For several years I have been using a testing tool called qmTest that allows me to do test-driven database development for some Firebird databases. I write a test for a new feature (table, trigger, stored procedure, etc.) until it fails, then modify the database until the test passes. If necessary, I do more work on the test until it fails again, then modify the database until the test passes. Once the test for the feature is complete and passes 100% of the time, I save it in a suite of other tests for the database. Before moving on to another test or a deployment, I run all the tests as a suite to make sure nothing is broken. Tests can have dependencies on other tests, and the results are recorded and displayed in a browser.
Nothing new here, I am sure.
Our shop is aiming toward standardizing on MSSQLServer and I want to use the same procedure for developing our databases. Does anyone know of tools that allow or encourage this kind of development? I believe the Team System does, but we do not own that at this point, and probably will not for some time.
I am not opposed to scripting, but would welcome a more graphical environment.
Any suggestions?
Team System is probably the best-known solution, but you could also try TSQLUnit (SourceForge).
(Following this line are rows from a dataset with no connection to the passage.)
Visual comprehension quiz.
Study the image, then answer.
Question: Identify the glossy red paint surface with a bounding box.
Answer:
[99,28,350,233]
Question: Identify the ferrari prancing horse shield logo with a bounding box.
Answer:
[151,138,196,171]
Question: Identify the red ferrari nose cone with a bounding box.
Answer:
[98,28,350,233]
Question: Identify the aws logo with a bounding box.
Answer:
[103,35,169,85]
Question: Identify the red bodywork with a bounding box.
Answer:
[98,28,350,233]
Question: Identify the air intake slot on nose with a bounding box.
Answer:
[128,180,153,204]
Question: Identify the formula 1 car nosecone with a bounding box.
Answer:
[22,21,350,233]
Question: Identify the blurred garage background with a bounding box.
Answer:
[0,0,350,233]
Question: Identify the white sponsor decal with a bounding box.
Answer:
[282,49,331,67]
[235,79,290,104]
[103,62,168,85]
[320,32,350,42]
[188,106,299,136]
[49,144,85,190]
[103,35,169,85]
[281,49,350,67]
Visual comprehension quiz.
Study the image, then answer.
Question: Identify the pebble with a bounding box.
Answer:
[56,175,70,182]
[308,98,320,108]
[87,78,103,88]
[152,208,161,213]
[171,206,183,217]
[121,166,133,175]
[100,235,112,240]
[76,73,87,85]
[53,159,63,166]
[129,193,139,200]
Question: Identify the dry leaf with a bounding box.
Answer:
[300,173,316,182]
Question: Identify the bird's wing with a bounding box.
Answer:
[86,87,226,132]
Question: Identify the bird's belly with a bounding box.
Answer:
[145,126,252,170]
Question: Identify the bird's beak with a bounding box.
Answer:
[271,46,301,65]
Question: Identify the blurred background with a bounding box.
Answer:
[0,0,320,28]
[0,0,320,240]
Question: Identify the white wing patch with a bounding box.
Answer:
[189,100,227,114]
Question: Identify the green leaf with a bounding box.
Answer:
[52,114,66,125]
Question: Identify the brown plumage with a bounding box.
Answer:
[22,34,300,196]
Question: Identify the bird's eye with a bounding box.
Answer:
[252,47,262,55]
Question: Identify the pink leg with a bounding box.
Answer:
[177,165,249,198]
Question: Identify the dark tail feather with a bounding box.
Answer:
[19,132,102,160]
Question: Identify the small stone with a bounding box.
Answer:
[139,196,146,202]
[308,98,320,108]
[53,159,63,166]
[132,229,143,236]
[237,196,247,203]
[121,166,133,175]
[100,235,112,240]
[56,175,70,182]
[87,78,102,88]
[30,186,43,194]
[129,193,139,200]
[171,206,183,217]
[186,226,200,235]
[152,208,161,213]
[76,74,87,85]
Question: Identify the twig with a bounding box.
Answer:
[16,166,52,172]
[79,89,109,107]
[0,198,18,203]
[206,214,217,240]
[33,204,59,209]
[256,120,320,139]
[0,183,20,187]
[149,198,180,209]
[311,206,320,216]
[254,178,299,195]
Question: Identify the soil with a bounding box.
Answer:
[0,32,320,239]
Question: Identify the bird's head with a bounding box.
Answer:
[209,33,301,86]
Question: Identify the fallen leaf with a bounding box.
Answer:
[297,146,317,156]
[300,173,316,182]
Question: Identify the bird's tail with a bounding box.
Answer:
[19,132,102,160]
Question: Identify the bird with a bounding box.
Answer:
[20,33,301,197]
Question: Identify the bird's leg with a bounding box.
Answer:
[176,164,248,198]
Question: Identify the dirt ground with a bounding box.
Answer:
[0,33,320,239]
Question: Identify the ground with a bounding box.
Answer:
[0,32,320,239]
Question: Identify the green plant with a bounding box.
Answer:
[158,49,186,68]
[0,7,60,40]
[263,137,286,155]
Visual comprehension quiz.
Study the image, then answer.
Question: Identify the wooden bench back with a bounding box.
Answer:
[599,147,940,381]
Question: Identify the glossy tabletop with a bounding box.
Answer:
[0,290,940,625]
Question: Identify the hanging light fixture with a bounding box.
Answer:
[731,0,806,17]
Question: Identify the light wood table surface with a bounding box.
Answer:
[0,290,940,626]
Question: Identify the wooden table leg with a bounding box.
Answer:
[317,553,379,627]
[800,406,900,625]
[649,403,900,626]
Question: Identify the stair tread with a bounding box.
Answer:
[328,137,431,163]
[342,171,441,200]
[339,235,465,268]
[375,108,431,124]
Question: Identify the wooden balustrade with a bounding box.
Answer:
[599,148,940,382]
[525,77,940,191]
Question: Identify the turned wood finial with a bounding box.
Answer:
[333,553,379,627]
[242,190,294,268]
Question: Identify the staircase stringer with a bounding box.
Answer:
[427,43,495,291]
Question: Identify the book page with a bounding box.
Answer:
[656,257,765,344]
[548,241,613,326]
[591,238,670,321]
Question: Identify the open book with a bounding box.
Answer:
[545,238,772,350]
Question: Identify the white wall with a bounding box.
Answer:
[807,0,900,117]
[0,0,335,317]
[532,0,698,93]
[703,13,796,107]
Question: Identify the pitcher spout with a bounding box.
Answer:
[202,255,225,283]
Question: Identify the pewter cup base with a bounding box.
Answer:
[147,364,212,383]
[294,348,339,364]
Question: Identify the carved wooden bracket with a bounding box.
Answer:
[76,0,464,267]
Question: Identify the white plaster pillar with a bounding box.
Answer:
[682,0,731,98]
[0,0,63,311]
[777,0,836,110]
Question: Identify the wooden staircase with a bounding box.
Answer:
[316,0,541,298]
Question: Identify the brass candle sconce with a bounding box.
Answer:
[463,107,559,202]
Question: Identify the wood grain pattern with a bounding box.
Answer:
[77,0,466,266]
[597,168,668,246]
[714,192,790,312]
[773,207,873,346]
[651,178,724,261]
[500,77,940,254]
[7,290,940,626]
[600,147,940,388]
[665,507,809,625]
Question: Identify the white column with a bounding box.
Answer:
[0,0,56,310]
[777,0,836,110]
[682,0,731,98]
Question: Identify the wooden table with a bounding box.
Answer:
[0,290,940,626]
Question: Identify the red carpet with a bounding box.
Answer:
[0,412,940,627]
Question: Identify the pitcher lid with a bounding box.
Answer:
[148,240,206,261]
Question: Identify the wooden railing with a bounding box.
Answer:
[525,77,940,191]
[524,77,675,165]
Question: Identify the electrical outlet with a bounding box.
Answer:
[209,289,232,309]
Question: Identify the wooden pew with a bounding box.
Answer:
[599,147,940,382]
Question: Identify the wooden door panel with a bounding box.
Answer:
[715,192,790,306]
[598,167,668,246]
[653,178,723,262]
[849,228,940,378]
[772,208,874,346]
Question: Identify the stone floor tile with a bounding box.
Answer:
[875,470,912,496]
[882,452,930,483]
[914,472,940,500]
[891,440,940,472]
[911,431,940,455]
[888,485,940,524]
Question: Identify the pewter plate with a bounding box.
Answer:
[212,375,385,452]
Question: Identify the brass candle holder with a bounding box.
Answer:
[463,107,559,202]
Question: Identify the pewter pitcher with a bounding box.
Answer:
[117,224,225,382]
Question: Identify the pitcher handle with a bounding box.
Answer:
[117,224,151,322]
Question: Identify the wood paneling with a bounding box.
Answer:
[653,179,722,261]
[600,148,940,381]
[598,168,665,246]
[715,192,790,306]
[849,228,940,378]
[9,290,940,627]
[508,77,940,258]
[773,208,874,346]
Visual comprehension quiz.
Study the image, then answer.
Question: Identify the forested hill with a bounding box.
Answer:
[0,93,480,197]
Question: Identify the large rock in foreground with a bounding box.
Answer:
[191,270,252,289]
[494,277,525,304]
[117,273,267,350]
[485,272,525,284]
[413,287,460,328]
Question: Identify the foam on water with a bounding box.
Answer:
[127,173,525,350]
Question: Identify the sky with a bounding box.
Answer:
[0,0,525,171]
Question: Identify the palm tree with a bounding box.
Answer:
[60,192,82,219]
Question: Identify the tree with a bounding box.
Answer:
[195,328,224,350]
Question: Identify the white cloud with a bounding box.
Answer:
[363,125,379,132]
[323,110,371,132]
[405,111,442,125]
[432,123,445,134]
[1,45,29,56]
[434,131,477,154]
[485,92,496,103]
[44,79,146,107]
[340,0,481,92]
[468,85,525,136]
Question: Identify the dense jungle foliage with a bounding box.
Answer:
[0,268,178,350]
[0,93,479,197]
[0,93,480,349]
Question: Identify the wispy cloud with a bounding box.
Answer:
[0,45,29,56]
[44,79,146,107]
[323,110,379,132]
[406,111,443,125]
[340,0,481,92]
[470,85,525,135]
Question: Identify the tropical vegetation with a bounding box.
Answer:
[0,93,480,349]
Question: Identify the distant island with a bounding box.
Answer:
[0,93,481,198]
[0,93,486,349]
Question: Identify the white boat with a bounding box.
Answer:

I haven't used it myself, but this article does a decent job of introducing it.
Checkout http://www.sqlservercentral.com/articles/Testing/66553/
and http://www.sqlservercentral.com/articles/Database+Design/66845/
This is a fairly crude article about doing everything within T-SQL.
Have you thought about using NHibernate and using TestDriven or similar just for the tests?
On projects where I didn't have access to team system for db pro's, I have used sql scripts combined with msbuild and the sdc tasks library for msbuild (http://www.codeplex.com/sdctasks). The msbuild script calls on an sdc task to run my sql scripts in a particular order (e.g. create db, create tables etc...) and on a particular connection string. The scripts always check if an object exists and do teardown first and build it back up.
The sql and msbuild scripts I place in a regular visual studio database project (which does nothing special, so you could choose to use a simple empty project), so everything is source-controlled.
with such a set of scripts , you can setup a new database for each test run. You can then use insert scripts to populate it with data and run unit tests against it.
These scripts are also useful for setting up databases from scratch in different environments (DEV/TST/QUA/...)
I was able to adequately apply a test driven development style against SQL Server databases using TSQLUnit. I followed the same flow as you described with writing a unit test sproc first that fails and then making the changes necessary for the test to pass. Over time, I also built up a suite of tests when executed validated that nothing broke while making any new changes.
There was some tough spots (including extreme difficulties in writing tests for existing sprocs) but it worked especially for schema changes. However, I would recommend looking at T.S.T. the T-SQL Test Too1 which unlike TSQLUnit (I had to roll my own) has built-in support for assertions.